Looking back to years before I was in high school, or even born, there have too many changes in the world to even start to count. Some of these changes were for the good, and others not so much. Some changes I personally noticed and that have affected my life have to do with my education. My mother is an elementary school teacher, and just from looking at when I was that age, to now, is a huge improvement. In both what the students are learning now compared to what we were learning when I was that age, and how their teaching the material. Also, there a huge impact that the kids now in school in America have that they didn't ten years ago is computers. Almost every school and household in America has a computer, which is really incredible if you think about it.

In my opinion, I think that life was never really as 'simple' as people thought it was. Even back before we had any technology at all, there was killing, hunting, and conflicts that arose throughout ever day. The only difference is that today we have much different problems or conflicts.

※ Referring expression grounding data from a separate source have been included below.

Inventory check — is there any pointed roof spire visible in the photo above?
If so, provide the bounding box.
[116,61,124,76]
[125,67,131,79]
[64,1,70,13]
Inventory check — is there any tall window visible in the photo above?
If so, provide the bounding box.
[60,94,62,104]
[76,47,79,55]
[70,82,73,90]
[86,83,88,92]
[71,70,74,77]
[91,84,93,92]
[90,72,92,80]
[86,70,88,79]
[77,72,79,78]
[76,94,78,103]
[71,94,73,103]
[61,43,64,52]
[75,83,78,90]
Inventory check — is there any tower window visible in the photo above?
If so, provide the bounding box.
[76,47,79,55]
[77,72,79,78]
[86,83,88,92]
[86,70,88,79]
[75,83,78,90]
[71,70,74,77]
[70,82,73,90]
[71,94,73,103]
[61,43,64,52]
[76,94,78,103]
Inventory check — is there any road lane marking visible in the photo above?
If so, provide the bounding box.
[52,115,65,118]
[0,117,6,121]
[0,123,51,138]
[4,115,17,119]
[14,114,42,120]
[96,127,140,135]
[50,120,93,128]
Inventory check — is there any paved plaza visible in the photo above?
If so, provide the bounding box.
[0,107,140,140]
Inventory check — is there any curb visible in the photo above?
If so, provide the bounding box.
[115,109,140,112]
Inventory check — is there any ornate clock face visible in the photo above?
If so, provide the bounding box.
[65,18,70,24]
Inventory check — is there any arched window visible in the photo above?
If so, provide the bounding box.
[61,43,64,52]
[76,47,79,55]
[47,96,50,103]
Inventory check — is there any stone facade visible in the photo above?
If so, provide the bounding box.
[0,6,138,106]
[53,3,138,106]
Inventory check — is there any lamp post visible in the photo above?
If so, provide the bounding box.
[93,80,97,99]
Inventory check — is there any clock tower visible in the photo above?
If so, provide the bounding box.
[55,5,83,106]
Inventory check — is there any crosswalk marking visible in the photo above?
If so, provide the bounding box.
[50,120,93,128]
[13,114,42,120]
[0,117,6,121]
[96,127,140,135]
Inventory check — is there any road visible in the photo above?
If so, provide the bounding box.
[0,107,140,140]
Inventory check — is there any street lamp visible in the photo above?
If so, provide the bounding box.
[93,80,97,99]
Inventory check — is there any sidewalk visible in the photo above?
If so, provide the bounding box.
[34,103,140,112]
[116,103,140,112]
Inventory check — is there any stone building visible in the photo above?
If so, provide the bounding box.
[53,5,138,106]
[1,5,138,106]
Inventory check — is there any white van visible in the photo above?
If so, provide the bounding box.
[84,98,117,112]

Overall, I think that there are many differences, and huge improvements, between society and our culture today and how life used to be.

-Linda

marie said...

I agree with this article a lot. Looking back at my childhood as an american, things were simpler when I was younger. I remember when the biggest problems I had were about making friends and learning how to get along with others. This may still be an issue teens deal with today but it does not compare to some of the other things we go through on a daily basis. My parents and grandparents often compare my life to what they were like in high school. A lot seems to have changed. The way they talk about life it was simpler then. They tell me how they could go out without worrying about dangerous people surrounding them. There were no cell phones, so they did not have to check in with their parents as much. One a normal night out, I have a whole list of things to do.
-ask permission to go out
-make sure their will be an adult at a house I'm going to
-tell my mom whoelse will be there
-who is driving?
-call when i get to where I'm going
-ALWAYS answer when mom and dad call to check in


The list seems to go on forever and I feel like our generation is definitely different from previous ones. My generation spends a lot of time with electronics. I think that this has many positive and negative effects. My parents say it makes people lazy but there are some benifits in my opinon. You can do work a lot faster and more organized and the internet can teach you a lot.